En el Estado Zulia, están produciéndose continuos “Apagones”, cortes de electricidad no programados, que están causando una serie de contratiempos a los usuarios, sin que asuma Corpoelec ningún tipo de responsabilidades y muchos menos justificación alguna.
Los daños y perjuicios causados, desde los aparatos electrónicos hasta la propia vida de los zulianos, que indignados e impotentes, se quedan perplejos de la irresponsabilidad de Corpoelec.
Hoy la excusa es que atentaron en contra de la estación de “El Tablazo” que recibe la energía proveniente del Guri y la traspasa a Maracaibo. Cómo es posible que el Estado Venezolano no resguarde instalaciones estratégicas?. Es la conjunción de elementos de sabotaje, falta de mantenimiento y de inversión.
Hoy en día, El Guri (electricidad hídrica), está rebasado en sus niveles de agua. De manera que la generación debería estar en niveles óptimos. Esa electricidad hídrica generada en El Guri, Estado Bolívar, alimenta el 60% de la electricidad en el Zulia, el restante 40%, es generado en las plantas instaladas en la región zuliana. Hay que recordar que hasta el año 1990, el Zulia generaba y distribuía la electricidad e inclusive exportaba al vecino país de Colombia.
El Presidente Chávez, consciente de la necesidad del crecimiento de la generación eléctrica, hizo inversiones multimillonarias en dólares, para dotar al Zulia, de las “Termoeléctricas”, la 1, 2, 3 y 4, además de mini plantas generadoras de electricidad, caso de las plantas en Urdaneta. La Planta “Ramón Laguna” en los Haticos, ha sido abandonada, sin mantenimiento alguno. De manera que la capacidad instalada de generación eléctrica en el Zulia. Debería atender las necesidades eléctricas de la región. No es así. Las plantas de la Termoeléctrica, no han sido instaladas en su totalidad. Los ciclos combinados no han sido completados en muchas de las plantas. Los mantenimientos preventivos y correctivos programados, no son realizados.
Sin duda, que el crecimiento de la población de muchos venezolanos incluidos al sistema productivo y de viviendas, han demandado mayor consumo, pero esto no da a lugar, al pésimo servicio del sistema eléctrico en el Estado Zulia. Los zulianos demandamos al Gobierno nacional y a Corpoelec, un eficiente y correcto servicio de electricidad.
Más de 50% del consumo de electricidad lo hacen personas que no pagan electricidad “los pegados”. Históricamente ese alto porcentaje va en incremento, aunque debemos admitir que el costo de la electricidad en Venezuela, es muy bajo respecto a los otros países latinoamericanos. Los combustibles, la electricidad y el agua, tienen un costo muy bajo, pero no les da derecho a quienes tienen la obligación con la población de su suministro, prestar un servicio de muy mala calidad.
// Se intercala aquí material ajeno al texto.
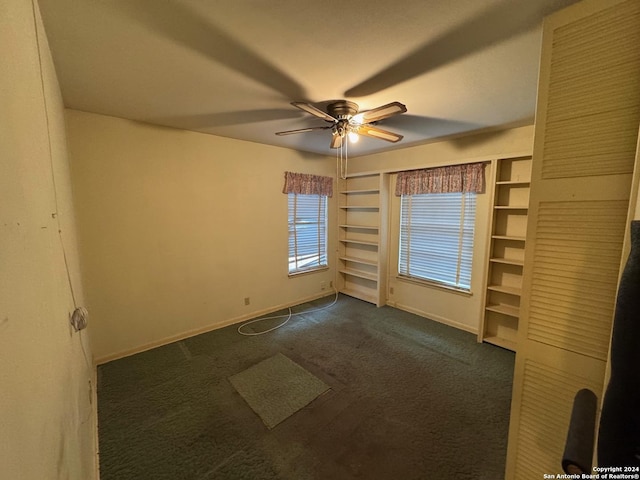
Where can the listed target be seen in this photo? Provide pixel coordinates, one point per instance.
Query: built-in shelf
(363, 218)
(359, 273)
(501, 342)
(509, 237)
(360, 227)
(359, 207)
(359, 242)
(510, 200)
(363, 261)
(360, 192)
(505, 310)
(507, 261)
(505, 289)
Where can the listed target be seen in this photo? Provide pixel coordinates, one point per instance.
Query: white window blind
(436, 237)
(307, 232)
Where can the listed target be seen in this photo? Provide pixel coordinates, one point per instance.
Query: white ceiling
(232, 67)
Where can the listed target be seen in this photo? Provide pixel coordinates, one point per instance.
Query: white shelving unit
(363, 218)
(508, 229)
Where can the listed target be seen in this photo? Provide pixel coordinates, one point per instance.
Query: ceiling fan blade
(301, 130)
(314, 111)
(385, 111)
(371, 131)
No les importa nada ni nadie. Nadie responde. Sálvense quien pueda.
En este momento, donde no hay Gobernador, responsable de lo que nos suceda en el Zulia, Solos estamos en la mano de Dios. Hacemos votos para que el Presidente Maduro y su equipo de gobierno, se percaten de lo que está ocurriendo en el Zulia, con la electricidad y los demás servicios públicos. No existe ninguna razón técnica, para que a estas alturas, el Zulia esté tan desatendida en sus servicios públicos. No funciona el sistema eléctrico, el agua y la Cantv, servicios básicos para el buen vivir.
Los zulianos debemos demandar más y mejores servicios públicos. No podemos quedarnos de brazos cruzados y que se sigan dañando nuestros aparatos de aires acondicionados y demás aparatos eléctricos, sin que nadie se responsabilice de los daños y perjuicios que se causen. El Gobierno se mantiene en el poder por la esperanza renacido en el pueblo chavista. Se demuestra por la victoria de 18 gobernadores contra 5 de la oposición, en las elecciones del 15 de octubre. Para ello, el pueblo demanda más y mejores servicios públicos.
Los aumentos en los alimentos, por parte del comercio, atentamente contra del poder adquisitivo de la población. El Gobierno debe profundizar el cumplimiento de la ley. En Maracaibo se siente aún más por la escasez y el contrabando hacia Colombia, con la complacencia de las autoridades civiles y militares.